Jo stood up. “Kim, you look exhausted.” She guided me to the rocking chair she’d just gotten up from. “What did you find out from the doctor today?”
She sounded deeply concerned. Like the Jo I used to know and love. If she kept this up, I might yet enjoy her friendship again, but I wasn’t going to make any quick and easy assumptions about that happening.
“Four doctors—”
“Five,” Aleesha said, keeping an eye on Jo as if watching a mosquito that was hovering too close. “Don’t forget Dr. Holly.”
“My family doctor, four specialists, and a ton of tests have determined that I’m not dying.”
“Praise the Lord!” Her sigh of relief was almost as loud as the sound of cars going by. Her mouth curled into a cautious smile.
“That’s the good news,” I said with a weary grin. The visit to Dr. Holly’s office had worn me out. Then I snorted at the thought of that. I lived worn out.

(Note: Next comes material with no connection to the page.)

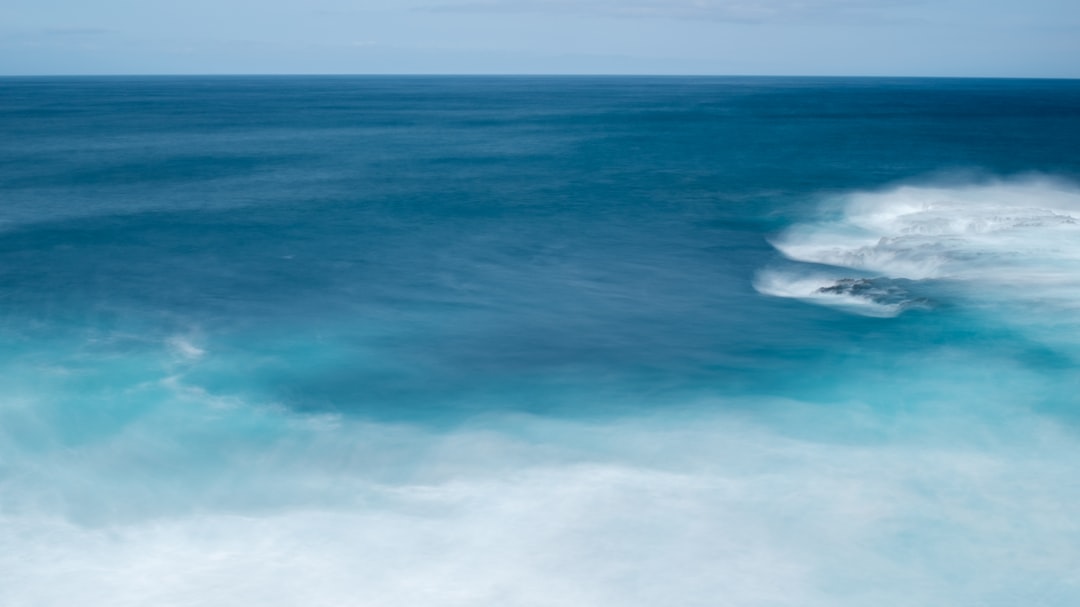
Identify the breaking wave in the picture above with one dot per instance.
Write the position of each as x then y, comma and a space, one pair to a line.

Jo’s eyes narrowed and her mouth twisted in concern. Yes, maybe the old Jo had returned. “The bad …?” she mouthed.
“The bad news is they don’t agree about anything. One thinks I’m depressed and prescribed some potent medication. Another thinks I may have chronic fatigue syndrome, but he won’t be sure for another six months. The third one says it’s not sleep apnea, and the fourth has referred me to a fifth specialist—a Christian psychiatrist.”
Or was he a psychologist?
“And what do you think it is, Kim?” Hmmm. Not even Aleesha had asked me that.
Did I dare to admit to my two best friends that I knew what it was?
God was using my guilt to punish me for killing my mother.